A History of Keys in Women’s Writing: From Forbidden Doors to Self-Discovery
- Francesca Howard
- Sep 22
- 2 min read
Keys may be small, but in literature by and about women, they often control access, reveal secrets, and test freedom. This quick trip back in time shows how the symbol has evolved.
Early Stories: Keys as Tests of Obedience
Bluebeard legend
The bride receives a ring of keys to her husband’s castle with one forbidden door.
She opens it, discovers murdered wives, and the key becomes stained, betraying her.
Key = curiosity, punishment, danger.
Folk variations across Europe
Keys mark female curiosity as a transgression.
Often linked to moral lessons about obedience.
19th Century Gothic: Locked Rooms and Hidden Women
Charlotte Brontë’s Jane Eyre
Jane moves from room to room, learning who controls the keys.
Thornfield Hall’s attic holds Bertha Mason, locked away like a secret.
The key embodies control of space, marriage, and madness.
Other sensation novels by women
Keys appear in plots about inheritance, secret children, and hidden crimes.
Holding or stealing a key marks a heroine’s shift from passivity to agency.

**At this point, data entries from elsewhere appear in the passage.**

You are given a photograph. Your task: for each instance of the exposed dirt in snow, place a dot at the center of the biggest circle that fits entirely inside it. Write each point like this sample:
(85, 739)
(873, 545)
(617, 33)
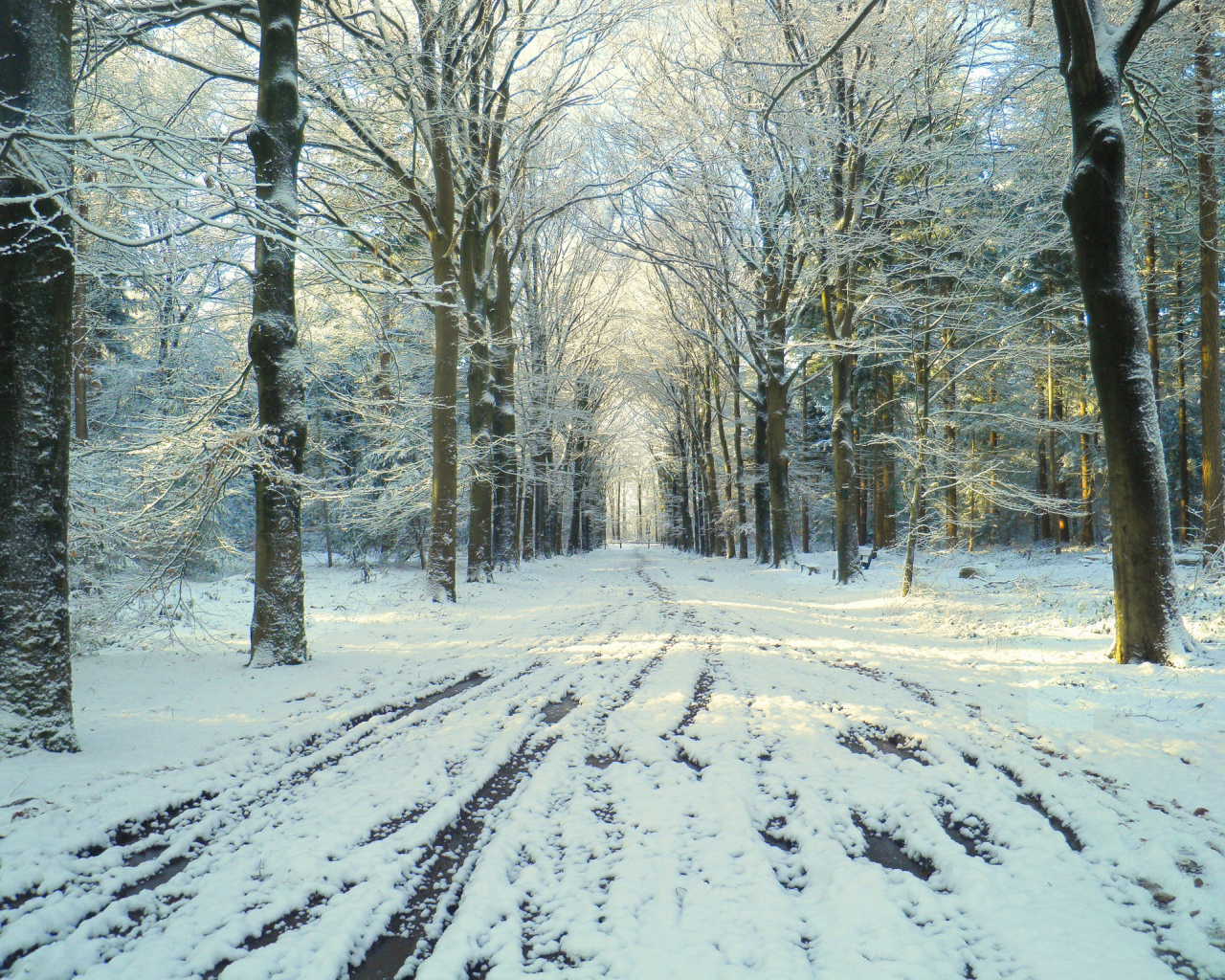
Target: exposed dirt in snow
(635, 765)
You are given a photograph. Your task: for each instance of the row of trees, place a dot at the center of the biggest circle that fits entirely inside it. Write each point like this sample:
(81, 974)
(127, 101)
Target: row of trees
(870, 232)
(850, 210)
(408, 153)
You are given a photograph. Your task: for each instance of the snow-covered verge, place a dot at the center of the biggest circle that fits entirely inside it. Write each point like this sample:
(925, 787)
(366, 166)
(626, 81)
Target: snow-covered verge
(637, 765)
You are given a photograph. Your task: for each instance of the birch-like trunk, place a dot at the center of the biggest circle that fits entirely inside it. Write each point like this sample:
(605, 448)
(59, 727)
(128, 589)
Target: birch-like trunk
(278, 629)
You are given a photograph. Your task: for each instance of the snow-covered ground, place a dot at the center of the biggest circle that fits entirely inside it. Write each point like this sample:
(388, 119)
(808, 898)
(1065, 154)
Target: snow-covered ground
(635, 765)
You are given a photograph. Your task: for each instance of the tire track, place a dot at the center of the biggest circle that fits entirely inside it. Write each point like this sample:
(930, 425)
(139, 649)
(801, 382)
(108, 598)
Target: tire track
(190, 843)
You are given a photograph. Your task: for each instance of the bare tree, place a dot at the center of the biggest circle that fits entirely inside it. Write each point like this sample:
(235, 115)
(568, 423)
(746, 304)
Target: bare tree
(35, 375)
(1093, 54)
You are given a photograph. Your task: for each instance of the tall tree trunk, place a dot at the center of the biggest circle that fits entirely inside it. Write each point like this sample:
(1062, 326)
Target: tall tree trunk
(842, 433)
(445, 435)
(805, 541)
(480, 397)
(81, 341)
(1151, 313)
(1184, 468)
(506, 477)
(278, 626)
(923, 380)
(1087, 481)
(1210, 298)
(35, 388)
(742, 503)
(761, 476)
(1147, 621)
(844, 469)
(775, 440)
(889, 497)
(949, 401)
(729, 532)
(1044, 485)
(712, 477)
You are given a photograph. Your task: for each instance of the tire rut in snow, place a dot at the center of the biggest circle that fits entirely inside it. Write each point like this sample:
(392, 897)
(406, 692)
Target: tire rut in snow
(442, 883)
(452, 852)
(888, 853)
(162, 873)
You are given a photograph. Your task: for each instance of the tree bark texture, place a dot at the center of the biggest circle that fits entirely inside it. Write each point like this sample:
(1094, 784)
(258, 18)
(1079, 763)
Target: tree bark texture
(761, 479)
(503, 428)
(1210, 301)
(1147, 621)
(35, 388)
(278, 629)
(844, 469)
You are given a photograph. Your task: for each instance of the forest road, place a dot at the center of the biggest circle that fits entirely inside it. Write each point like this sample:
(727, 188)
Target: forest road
(675, 775)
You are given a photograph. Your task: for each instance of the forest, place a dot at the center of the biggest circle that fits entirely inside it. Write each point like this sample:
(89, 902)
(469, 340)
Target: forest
(367, 322)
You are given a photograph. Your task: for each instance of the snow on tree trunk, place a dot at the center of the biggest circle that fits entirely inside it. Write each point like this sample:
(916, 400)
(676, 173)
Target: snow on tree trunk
(844, 469)
(1210, 301)
(502, 376)
(1148, 626)
(278, 629)
(35, 384)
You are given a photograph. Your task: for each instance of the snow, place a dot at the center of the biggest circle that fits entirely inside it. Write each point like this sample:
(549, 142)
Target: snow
(733, 751)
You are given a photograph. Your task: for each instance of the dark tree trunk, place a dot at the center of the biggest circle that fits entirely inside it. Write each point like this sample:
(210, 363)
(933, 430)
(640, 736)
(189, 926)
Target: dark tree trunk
(1147, 621)
(278, 629)
(35, 388)
(742, 503)
(761, 478)
(805, 530)
(889, 497)
(1210, 299)
(844, 469)
(1151, 313)
(81, 344)
(838, 324)
(441, 564)
(729, 532)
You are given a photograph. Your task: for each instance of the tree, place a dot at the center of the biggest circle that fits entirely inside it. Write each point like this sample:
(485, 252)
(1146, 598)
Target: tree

20th Century Retellings – Keys as Knowledge
Angela Carter’s “The Bloody Chamber”
Direct rewrite of Bluebeard.
The heroine takes the key, opens the forbidden door, survives, and escapes.
Key carries knowledge and transformation, not just punishment.
Feminist criticism of the 1970s–1980s
Celebrated retellings where women wield keys to claim their stories.
Beyond Castles: Thresholds and Memory
Toni Morrison’s fiction
Rarely features literal keys, but doors and thresholds operate as symbolic locks.
In Beloved, characters open and close spaces that hold painful memories.
Key = control over access to history and identity.
Other contemporary writers
Keys as tools for entering family secrets, sealed rooms, or forbidden archives.
Contemporary Uses: Keys as Choice
Neo-Victorian and steampunk novels
Heroines pocket keys to laboratories, airships, and secret clubs.
Keys signal competence and control rather than fragility.
Domestic thrillers
A missing or stolen key unravels a whole mystery.
Keys drive suspense while showing who holds power in a household.
What to Watch For When Reading
Who gives the key, who keeps it, and who takes it?
What happens when a heroine uses it—does she gain knowledge, freedom, or danger?
How keys shift from tests of obedience to tools of agency across time.
Takeaway
In folklore, keys measured a woman’s disobedience.
In Victorian novels, they hid family secrets.
In modern retellings and contemporary fiction, they enable self-knowledge and survival.
The history of keys in women’s writing reflects the shifting narrative of who controls access to space, knowledge, and power.